Eli's Rehab Report

CPT Clears Up Cloudy Starred Procedures

Don't let deleted 'stars' disrupt your private carrier payment

The AMA has eliminated the "starred procedure" designation from CPT - and although the change will have little effect when coding for Medicare payers, you may have to make adjustments when billing some private or third-party insurers.

Prior to 2004, CPT used the starred procedure designation (*) to identify a procedure or service that did not include any pre- or postprocedure care. Most often, CPT designated minor or relatively simple procedures such as injections, including tendon injections (20550), joint injections (20600-20610) and chemodenervation (62280-62282), with starred codes.

Use -25 With E/M

For example, when reporting a starred procedure such as CPT 62281 (Injection/infusion of neurolytic substance [e.g., alcohol, phenol, iced saline solutions], with or without other therapeutic substance; epidural, cervical or thoracic), the physiatrist could bill separately for a documented E/M service at the time of the injection, as well as any postinjection care, even if those services were directly related to the injection.

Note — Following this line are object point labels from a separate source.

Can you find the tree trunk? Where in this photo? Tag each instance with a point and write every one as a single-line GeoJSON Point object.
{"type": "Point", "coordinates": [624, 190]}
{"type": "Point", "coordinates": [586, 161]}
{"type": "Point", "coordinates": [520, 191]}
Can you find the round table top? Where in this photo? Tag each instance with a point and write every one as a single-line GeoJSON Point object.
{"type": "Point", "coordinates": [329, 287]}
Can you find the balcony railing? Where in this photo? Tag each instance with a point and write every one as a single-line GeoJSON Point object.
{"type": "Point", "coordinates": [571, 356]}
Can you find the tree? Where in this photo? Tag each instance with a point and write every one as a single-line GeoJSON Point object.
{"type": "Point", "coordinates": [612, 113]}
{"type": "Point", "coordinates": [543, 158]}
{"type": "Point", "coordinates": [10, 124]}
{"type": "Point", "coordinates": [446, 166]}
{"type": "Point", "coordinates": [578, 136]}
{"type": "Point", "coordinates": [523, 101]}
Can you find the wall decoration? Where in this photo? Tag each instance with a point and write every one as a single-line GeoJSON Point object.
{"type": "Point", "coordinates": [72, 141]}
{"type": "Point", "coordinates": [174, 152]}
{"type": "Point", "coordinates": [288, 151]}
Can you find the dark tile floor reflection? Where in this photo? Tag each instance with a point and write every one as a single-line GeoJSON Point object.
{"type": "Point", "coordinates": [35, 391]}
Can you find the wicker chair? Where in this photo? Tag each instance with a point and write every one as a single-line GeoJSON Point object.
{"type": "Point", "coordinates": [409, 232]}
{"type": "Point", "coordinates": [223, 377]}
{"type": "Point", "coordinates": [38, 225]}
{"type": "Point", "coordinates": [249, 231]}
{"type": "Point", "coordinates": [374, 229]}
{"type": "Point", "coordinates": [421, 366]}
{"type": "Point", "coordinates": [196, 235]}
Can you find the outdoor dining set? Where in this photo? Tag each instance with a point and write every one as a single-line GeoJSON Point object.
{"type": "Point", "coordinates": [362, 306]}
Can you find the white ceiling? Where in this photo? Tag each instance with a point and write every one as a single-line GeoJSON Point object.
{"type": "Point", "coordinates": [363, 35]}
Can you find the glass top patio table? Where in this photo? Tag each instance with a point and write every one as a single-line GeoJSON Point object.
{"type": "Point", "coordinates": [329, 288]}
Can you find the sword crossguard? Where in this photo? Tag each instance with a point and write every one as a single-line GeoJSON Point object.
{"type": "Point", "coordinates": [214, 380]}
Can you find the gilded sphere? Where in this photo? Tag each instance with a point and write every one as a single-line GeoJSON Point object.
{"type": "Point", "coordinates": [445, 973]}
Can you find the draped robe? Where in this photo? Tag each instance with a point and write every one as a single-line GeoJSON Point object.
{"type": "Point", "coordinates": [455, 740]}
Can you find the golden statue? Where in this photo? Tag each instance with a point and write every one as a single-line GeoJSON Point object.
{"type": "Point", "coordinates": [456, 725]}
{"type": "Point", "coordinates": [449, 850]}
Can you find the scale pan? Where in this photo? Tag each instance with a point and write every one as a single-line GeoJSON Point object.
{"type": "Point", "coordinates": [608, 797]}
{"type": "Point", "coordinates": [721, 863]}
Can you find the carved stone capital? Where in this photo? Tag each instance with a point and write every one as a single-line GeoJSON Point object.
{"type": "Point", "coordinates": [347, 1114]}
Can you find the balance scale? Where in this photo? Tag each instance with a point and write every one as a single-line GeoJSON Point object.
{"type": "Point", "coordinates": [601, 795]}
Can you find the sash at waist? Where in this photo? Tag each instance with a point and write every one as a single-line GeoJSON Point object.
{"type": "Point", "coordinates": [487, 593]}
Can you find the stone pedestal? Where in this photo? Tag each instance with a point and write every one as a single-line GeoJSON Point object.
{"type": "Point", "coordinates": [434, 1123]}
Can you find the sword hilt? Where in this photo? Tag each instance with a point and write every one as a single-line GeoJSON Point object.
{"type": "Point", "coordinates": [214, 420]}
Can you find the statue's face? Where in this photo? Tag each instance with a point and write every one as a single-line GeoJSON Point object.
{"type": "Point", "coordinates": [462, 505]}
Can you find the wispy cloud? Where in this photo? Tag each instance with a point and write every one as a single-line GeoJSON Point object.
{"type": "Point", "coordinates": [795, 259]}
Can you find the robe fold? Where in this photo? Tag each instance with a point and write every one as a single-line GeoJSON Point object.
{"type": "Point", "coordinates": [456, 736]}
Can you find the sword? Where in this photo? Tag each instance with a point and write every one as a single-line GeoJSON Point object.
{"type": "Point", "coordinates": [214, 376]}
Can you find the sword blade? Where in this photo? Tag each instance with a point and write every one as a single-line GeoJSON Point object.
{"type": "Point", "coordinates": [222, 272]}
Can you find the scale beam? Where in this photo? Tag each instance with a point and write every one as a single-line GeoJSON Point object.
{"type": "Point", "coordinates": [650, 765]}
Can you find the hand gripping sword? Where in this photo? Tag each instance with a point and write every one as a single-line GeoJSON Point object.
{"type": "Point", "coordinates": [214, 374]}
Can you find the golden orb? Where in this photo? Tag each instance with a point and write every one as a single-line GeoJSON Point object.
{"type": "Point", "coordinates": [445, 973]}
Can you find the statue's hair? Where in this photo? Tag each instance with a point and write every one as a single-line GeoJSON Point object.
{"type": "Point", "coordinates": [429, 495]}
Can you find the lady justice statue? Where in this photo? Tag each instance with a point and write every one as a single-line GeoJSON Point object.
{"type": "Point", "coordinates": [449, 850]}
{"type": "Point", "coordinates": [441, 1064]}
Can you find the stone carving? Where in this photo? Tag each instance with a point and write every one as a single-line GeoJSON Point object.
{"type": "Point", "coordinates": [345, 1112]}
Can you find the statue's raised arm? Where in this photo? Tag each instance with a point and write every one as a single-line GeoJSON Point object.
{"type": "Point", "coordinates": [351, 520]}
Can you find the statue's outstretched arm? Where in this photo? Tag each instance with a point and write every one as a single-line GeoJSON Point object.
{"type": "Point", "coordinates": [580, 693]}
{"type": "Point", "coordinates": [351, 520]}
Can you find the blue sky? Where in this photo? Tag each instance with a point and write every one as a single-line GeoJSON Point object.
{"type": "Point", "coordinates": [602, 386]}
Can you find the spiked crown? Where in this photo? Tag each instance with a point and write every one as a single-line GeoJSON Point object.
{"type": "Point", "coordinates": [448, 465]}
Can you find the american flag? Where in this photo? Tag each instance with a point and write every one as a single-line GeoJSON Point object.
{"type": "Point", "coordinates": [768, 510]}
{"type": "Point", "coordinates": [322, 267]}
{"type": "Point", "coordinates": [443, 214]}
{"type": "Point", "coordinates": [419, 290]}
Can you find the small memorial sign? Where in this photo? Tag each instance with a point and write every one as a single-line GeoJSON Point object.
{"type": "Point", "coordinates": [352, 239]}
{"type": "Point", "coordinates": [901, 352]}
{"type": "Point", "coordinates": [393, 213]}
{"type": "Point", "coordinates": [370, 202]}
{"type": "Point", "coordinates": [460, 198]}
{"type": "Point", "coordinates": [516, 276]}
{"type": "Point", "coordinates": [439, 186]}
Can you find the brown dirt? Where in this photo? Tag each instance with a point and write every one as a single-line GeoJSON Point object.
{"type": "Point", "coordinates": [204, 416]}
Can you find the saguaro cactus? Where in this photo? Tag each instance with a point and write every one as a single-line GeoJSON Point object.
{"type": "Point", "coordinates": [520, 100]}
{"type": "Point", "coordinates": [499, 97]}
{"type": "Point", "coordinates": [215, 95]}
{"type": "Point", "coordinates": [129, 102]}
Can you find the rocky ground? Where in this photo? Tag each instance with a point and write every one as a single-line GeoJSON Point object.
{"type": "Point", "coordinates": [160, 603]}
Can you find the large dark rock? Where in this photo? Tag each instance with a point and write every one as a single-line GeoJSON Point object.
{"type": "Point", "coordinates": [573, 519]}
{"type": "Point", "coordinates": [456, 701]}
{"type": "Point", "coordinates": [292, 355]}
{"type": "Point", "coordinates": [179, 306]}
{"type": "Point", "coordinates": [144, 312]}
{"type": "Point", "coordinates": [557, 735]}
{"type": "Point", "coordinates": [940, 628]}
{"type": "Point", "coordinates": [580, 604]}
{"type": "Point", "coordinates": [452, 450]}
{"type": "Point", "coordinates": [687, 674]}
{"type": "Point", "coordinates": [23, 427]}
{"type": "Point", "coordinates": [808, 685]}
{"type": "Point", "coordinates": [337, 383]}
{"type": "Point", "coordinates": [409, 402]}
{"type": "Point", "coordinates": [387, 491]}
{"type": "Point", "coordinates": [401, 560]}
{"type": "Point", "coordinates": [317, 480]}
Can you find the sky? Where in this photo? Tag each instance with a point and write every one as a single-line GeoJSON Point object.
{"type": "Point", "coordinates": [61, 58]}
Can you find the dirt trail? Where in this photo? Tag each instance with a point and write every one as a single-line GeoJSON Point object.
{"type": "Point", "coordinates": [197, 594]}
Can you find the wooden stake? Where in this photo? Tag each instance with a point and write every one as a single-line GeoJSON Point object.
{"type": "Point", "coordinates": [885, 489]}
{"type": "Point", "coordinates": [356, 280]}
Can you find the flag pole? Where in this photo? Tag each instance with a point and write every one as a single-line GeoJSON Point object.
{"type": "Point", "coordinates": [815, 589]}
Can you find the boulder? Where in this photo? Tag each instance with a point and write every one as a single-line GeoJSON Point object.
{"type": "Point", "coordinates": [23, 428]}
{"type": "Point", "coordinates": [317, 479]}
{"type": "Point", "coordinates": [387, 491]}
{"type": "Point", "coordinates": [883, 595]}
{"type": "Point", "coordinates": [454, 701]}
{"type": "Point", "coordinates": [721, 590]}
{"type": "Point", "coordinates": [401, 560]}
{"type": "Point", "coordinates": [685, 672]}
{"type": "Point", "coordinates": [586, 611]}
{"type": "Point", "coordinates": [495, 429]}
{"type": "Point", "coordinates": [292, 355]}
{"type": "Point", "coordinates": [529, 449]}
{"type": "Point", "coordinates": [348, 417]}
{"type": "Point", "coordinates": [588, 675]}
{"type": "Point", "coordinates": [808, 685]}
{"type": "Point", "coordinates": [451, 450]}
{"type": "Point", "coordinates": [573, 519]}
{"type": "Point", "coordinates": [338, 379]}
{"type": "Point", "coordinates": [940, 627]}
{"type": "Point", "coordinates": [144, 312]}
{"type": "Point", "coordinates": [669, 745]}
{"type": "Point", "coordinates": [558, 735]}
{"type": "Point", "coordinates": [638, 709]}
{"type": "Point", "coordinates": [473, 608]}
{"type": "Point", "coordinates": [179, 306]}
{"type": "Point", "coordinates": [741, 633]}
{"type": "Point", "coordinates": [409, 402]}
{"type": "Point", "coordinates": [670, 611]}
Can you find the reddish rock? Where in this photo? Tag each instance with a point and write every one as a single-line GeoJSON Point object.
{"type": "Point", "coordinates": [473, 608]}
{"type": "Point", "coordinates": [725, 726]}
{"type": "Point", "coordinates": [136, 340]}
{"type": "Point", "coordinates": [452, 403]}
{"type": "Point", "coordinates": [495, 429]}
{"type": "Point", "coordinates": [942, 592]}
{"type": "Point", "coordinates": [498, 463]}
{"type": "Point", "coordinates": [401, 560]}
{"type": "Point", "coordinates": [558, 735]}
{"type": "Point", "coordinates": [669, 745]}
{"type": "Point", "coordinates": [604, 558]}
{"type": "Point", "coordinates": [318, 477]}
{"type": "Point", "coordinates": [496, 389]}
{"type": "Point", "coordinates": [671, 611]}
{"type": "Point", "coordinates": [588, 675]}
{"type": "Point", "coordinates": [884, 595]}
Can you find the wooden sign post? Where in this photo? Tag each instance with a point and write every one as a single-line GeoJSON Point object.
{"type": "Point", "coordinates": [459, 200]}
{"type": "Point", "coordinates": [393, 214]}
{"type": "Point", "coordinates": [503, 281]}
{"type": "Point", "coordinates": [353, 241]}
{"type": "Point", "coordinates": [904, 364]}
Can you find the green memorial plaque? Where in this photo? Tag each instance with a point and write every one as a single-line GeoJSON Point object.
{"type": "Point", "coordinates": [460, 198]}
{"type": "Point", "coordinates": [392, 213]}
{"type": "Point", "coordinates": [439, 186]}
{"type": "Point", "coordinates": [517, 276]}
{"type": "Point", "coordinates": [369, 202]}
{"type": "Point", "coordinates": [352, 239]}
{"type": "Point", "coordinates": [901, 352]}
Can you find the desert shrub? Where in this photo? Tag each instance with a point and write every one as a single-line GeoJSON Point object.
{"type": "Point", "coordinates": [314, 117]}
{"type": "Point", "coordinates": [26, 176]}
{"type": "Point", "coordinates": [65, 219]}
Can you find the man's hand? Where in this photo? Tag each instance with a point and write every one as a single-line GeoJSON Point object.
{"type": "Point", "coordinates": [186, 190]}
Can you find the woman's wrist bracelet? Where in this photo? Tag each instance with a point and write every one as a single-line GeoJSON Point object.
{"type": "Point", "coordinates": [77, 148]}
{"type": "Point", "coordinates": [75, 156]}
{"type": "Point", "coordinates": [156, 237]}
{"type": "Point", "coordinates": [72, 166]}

Regardless of CPT guidelines, however, many payers - including Medicare - imposed a global period (usually 0 or 10 days) on starred procedures.

This meant that when reporting an E/M service at the same time as a starred procedure, physicians had to meet the requirements of - and append - modifier -25 (Significant, separately identifiable evaluation and management service by the same physician on the same day of the procedure or other service) to the appropriate E/M code to gain separate payment for some services.

Carriers Can Set Global Periods

With the elimination of the starred procedure designation for 2004, CPT has left determining global periods up to the individual carriers. "The starred procedure concept really didn't affect coding activities because most payers ignored it. I feel sure this is why CPT deleted it," says Marcella Bucknam, CPC, CCS-P, CPC-H, CCA, HIM program coordinator at Clarkson College in Omaha, Neb. "For example, coders usually needed to use modifier -25 when an E/M was billed with starred procedures, regardless of CPT guidelines."

Ask Workers' Comp for Rules

The message for coders, then, is that although CPT will look different without starred procedures, for most insurers you will continue to code as you always have. "The elimination of the starred procedure designation is not a significant change," Bucknam says.

Note, however, that some payers do not keep pace with CPT updates. Workers' compensation payers, for instance, often operate using guidelines that may be several years old, says Marvel J. Hammer, RN, CPC, CHCO, owner of MJH Consulting, a healthcare reimbursement consulting firm in Denver.

For this reason, you may wish to contact any workers' comp insurers for their individual guidelines prior to submitting a claim.